You can switch between the two cryptocurrencies on your DEX until you find the pair you want to trade. Enter the crypto you want to exchange and confirm the transaction in your crypto wallet. Make sure to closely examine all fees associated with this trade before confirming. Depending on network congestion, it may take a few minutes to see the desired tokens in your crypto wallet.
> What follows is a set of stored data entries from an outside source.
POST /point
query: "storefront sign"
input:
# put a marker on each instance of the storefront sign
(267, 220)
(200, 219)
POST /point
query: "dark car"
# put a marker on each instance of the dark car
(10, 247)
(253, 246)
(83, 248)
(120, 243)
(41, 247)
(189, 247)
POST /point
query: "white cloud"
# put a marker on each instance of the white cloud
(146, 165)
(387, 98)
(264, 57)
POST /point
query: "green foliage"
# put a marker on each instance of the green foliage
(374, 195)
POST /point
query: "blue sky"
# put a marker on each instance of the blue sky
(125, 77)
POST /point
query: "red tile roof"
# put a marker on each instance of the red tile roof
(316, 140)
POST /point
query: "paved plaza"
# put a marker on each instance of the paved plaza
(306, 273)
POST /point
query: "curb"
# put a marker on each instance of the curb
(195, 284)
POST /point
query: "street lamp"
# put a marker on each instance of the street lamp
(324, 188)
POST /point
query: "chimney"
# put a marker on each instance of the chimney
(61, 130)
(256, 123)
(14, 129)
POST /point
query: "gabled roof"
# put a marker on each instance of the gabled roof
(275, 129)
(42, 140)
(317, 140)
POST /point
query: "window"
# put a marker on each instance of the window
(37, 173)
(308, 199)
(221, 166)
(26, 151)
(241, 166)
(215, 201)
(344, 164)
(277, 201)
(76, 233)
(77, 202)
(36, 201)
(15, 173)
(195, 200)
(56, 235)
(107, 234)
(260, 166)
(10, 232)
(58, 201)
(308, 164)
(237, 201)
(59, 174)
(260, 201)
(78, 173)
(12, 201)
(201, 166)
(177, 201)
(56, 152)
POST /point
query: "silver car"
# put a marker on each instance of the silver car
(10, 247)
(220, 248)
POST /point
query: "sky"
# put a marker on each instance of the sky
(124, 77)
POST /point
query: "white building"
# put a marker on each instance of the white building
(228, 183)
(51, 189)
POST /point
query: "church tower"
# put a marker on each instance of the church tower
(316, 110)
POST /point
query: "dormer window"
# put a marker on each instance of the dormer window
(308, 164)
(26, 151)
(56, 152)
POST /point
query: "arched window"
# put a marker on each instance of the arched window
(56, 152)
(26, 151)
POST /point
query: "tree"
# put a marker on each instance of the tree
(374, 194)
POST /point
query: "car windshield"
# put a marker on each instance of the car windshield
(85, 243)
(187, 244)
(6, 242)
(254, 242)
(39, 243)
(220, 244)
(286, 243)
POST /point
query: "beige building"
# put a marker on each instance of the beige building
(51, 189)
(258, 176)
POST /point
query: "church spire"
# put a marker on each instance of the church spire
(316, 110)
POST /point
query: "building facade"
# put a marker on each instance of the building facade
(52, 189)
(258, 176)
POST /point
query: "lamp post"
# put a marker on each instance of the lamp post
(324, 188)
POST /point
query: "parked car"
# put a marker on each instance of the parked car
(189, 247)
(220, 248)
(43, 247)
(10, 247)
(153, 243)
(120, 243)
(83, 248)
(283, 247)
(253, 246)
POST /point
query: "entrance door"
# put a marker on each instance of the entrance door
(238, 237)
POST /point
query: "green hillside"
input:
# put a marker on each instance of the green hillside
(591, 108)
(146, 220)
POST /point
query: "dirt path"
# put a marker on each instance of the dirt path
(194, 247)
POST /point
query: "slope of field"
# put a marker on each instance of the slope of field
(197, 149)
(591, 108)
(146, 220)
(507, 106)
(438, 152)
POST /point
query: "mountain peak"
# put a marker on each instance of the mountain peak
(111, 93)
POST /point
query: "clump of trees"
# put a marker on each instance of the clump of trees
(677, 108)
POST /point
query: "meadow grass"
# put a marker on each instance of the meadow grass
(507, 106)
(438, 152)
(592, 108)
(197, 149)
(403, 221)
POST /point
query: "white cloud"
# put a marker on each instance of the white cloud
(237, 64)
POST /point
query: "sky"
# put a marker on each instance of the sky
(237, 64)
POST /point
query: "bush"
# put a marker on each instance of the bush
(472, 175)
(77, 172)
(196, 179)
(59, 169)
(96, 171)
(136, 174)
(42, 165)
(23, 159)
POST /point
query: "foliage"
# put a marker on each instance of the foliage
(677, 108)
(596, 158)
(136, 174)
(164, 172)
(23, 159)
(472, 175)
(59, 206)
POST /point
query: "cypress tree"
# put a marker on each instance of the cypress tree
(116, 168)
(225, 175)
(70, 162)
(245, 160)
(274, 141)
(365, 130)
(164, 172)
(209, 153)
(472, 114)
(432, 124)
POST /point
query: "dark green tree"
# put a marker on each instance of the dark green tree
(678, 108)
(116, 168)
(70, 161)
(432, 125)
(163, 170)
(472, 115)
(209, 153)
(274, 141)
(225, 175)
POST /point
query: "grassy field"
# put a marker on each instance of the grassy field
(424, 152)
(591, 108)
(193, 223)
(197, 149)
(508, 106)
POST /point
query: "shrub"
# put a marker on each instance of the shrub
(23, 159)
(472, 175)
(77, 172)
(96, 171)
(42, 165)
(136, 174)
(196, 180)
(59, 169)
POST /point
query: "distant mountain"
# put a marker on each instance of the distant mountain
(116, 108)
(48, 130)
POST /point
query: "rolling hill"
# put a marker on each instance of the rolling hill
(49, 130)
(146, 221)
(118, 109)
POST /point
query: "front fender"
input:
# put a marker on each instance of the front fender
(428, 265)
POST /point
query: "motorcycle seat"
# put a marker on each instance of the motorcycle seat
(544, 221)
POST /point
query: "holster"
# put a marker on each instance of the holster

What are the most popular DEXs?
As of the current writing, some of the top DEXs include:
Uniswap: Built on Ethereum, Uniswap is by far the largest DEX in the cryptocurrency space. Recent estimates indicate that Uniswap holds roughly 50% of the total volume for all DEXs and consistently manages over 1 billion dollars in daily transactions. Due to its size and reputation, Uniswap provides the highest liquidity and security for DEX trading.
PancakeSwap: PancakeSwap is the largest DEX on the Binance Smart Chain and follows a similar structure to Uniswap. However, being on the BSC, PancakeSwap tends to have lower fees compared to Ethereum-based DEXs. The lower fee structure has attracted many individual investors who prefer not to pay higher fees for interacting with Ethereum.
Curve Finance: Curve is an AMM DEX specialized in stablecoin pairs on Ethereum. Unlike many competing DEXs, Curve does not offer a multitude of speculative altcoins. Instead, it employs an algorithm prioritizing low fees and low slippage among supported digital assets.